Strengths and limitations
Previous research has highlighted the importance of triage nurses’ having experience in emergency care for proper implementation of the triage system itself.(21, 25) A strength of this study is assessing the IRR of the GOTS among participants with experience in emergency care but with varying experience in obstetrics. Moreover, assessment by a consensus group enabled an analysis of both over- and undertriage, in order to further assess the clinical significance of the IRR.
However, the study also has several limitations. As previously discussed, paper cases create difficulties in assessing symptoms such as amount of bleeding and level of pain, as confirmed by the participants. However, a previous study by Worster et al. established that there is moderate to high agreement in IRR between real-life and paper cases.(26) As the IRR in the consensus/real-life comparison was excellent, this might also have been the case in this study. On the other hand, IRR has been reported to be worse in paper case-based studies, compared to the same system tested in a live setting. (26)
The paper case design might be considered to be a strength of the study, allowing evaluation of all CCAs, as well as all triage levels. The study design also made it possible to test the assessment of patients triaged as red (immediate) and orange (urgent)– rare in the clinical setting but the most important to identify. Furthermore, the paper cases allowed the system’s IRR to be tested among both midwives and RNs, as well as coherent assessment of the patients.

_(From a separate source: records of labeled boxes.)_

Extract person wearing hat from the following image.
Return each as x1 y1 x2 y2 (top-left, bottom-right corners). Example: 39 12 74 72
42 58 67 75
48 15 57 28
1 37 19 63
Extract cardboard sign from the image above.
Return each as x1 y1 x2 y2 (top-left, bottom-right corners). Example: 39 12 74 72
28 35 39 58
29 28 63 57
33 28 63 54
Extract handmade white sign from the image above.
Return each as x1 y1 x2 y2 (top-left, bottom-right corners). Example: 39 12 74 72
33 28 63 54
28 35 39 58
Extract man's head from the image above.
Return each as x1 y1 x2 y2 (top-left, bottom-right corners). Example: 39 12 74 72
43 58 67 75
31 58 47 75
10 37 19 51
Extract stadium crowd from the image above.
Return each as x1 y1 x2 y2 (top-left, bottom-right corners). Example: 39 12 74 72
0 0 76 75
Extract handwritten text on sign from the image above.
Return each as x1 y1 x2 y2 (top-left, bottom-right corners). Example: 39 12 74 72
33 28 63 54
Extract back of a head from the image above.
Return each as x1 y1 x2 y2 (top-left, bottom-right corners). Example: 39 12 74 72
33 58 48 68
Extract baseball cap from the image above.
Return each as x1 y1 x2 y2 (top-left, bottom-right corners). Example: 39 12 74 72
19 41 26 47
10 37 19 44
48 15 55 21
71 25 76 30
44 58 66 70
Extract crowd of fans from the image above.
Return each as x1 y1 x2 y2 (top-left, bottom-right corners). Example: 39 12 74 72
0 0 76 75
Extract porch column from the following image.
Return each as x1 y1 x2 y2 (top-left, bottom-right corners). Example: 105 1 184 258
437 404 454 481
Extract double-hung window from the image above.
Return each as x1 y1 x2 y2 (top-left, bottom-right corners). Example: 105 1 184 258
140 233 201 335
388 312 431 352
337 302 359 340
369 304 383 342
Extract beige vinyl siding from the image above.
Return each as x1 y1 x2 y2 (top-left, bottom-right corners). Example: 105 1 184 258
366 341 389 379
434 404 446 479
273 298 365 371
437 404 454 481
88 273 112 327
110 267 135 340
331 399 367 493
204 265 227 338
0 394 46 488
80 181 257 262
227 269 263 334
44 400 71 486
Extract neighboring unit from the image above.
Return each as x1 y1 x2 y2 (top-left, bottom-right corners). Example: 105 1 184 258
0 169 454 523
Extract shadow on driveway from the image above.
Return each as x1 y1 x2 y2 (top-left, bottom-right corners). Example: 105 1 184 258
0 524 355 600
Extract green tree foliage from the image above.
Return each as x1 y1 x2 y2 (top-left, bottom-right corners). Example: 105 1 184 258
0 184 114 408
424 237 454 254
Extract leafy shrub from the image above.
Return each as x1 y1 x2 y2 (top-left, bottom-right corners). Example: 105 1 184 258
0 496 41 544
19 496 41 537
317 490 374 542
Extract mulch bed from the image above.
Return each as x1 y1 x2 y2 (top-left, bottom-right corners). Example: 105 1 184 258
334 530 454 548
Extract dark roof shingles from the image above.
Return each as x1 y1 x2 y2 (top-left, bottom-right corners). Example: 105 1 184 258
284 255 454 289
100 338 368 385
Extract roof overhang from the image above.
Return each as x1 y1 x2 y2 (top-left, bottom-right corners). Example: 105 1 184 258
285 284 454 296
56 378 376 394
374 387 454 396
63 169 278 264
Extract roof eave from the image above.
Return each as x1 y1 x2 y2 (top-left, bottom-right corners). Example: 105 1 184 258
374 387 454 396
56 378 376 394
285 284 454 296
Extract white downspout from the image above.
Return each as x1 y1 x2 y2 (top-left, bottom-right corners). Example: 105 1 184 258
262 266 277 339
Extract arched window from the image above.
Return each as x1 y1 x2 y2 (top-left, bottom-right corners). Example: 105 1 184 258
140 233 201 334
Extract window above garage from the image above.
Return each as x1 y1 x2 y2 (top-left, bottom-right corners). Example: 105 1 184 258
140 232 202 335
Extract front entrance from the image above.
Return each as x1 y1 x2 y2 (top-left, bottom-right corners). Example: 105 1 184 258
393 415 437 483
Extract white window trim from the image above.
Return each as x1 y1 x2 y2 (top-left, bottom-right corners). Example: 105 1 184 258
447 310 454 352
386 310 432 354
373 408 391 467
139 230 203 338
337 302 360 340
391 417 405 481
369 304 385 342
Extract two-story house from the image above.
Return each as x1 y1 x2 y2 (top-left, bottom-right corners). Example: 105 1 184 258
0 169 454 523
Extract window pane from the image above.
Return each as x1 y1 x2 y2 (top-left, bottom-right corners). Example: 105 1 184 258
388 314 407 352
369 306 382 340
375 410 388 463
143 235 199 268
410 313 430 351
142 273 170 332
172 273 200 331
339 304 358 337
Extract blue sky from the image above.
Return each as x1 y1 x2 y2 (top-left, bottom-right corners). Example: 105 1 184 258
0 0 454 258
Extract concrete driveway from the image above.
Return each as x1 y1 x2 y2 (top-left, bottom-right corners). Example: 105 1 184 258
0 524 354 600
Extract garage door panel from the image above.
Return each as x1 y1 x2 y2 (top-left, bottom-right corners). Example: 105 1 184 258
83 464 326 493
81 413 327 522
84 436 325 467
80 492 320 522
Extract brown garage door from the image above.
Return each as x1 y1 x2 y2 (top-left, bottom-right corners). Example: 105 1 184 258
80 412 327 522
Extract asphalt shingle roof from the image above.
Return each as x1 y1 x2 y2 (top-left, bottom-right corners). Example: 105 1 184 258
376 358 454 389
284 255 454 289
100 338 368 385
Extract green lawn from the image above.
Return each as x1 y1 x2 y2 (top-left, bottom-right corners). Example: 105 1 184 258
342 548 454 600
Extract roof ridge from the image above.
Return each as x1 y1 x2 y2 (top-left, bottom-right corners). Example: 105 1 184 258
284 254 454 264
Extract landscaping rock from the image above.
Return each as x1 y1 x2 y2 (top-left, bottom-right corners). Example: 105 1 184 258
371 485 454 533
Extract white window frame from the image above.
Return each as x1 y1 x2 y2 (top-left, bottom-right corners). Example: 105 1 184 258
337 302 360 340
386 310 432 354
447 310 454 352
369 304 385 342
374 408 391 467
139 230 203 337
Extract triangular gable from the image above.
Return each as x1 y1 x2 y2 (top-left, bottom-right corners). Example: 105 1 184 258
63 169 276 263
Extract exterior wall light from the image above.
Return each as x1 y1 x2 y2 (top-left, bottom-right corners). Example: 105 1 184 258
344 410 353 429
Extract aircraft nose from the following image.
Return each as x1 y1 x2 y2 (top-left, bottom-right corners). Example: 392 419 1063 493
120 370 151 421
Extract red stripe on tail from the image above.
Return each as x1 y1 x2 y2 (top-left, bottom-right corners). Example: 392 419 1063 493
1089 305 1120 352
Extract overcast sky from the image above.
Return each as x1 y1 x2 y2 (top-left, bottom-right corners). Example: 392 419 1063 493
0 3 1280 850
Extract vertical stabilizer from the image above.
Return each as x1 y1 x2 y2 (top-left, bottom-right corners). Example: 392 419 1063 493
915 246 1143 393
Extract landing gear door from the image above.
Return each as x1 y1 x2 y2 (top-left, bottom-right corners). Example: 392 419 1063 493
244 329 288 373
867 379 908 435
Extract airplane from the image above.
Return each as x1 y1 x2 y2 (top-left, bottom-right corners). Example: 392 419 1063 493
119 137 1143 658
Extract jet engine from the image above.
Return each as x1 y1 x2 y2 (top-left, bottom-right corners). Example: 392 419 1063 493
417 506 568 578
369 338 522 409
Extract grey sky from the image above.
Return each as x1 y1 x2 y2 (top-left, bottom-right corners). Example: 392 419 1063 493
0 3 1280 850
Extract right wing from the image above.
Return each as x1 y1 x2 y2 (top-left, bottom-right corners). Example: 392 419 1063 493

Another limitation is the relatively small sample size, despite invitations being sent out to all staff members at the general ED and the obstetric ED. Triaging more cases would have increased the number of assessments. All study participation must be voluntary and it was hence not possible to include more assessors. It was not feasible to extend the recruitment period.
Like the absolute majority of triage systems, the GOTS was developed within the local context of guidelines and clinical setting, and the generalizability may thus be limited. The fact that the selection of cases did not correspond to the actual patient flow in the real-life setting may have biased the assessors to assess the cases according to the expected percentage of cases within each level of acuity. It was, however, deemed essential to evaluate all levels of acuity.